From: Martin Wynne (martin.wynne@oucs.ox.ac.uk)
Date: Thu Nov 17 2005 - 12:13:28 MET

  • Next message: Tony Berber Sardinha: "Re: [Corpora-List] computing semantic word similarity"

    Dear Delip,

    It depends on what you mean by 'freely available'. This has (at least)
    two meanings in this context. It can mean free of cost, or it can mean
    free of legal or ethical restrictions on its use.

    Many corpora are do not cost money to use, although the ones mentioned
    so far in this thread, such as the BNC and resources from the LDC, do
    cost money.

    As for legal and ethical restrictions, it may be useful to look at what
    they say in the world of software, where several levels of freedom can
    be differentiated:

         * The freedom to run the program, for any purpose (freedom 0).
         * The freedom to study how the program works, and adapt it to your
    needs (freedom 1). Access to the source code is a precondition for this.
         * The freedom to redistribute copies so you can help your neighbor
    (freedom 2).
         * The freedom to improve the program, and release your improvements
    to the public, so that the whole community benefits (freedom 3). Access
    to the source code is a precondition for this.

    (from http://www.gnu.org/philosophy/free-sw.html)

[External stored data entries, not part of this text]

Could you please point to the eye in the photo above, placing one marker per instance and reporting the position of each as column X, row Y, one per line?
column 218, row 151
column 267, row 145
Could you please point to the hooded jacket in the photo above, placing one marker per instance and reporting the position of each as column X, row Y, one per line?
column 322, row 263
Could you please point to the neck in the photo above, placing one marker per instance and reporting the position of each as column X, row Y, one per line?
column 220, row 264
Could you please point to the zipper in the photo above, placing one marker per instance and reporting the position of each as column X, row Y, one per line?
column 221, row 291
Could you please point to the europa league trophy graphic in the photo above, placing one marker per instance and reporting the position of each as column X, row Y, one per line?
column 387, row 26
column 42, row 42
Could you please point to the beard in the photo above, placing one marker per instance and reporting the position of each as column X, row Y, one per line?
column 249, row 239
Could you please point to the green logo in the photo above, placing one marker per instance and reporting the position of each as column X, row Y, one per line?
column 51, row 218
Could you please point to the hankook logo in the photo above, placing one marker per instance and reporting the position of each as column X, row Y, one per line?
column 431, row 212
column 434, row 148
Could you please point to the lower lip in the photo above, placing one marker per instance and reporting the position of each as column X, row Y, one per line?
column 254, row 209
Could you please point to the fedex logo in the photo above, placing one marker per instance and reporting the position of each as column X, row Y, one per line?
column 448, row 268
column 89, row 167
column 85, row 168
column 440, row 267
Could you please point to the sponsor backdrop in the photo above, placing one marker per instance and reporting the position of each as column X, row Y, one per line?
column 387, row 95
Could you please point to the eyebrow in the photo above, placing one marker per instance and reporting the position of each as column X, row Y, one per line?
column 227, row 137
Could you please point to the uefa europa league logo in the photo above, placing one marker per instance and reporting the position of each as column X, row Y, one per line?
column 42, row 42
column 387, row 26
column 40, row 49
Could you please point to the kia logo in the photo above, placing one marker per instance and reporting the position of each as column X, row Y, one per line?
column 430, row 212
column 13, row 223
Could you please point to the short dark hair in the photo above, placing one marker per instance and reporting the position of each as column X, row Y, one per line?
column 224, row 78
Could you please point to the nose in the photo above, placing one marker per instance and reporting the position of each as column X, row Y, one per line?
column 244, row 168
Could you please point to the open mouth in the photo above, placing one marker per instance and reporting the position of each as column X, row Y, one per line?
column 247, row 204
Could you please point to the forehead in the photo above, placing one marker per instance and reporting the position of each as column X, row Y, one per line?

    With corpora, a parallel classification may be possible:

         * The freedom to access and analyse the corpus (freedom 0).
         * The freedom to run your own tools on the corpus, and adapt it to
    your needs (freedom 1). Access to the full text of the corpus is a
    precondition for this.
         * The freedom to redistribute copies so you can help your neighbor
    (freedom 2).
         * The freedom to add texts or metadata or annotations, and release
    your improvements to the public, so that the whole community benefits
    (freedom 3).

    In most cases, any of the above freedoms may be restricted by only
    allowing the relevant freedoms in the context of academic or
    non-commercial research, though the precise terms of these restrictions
    may vary, and the boundaries of non-commercial may not be easy to draw.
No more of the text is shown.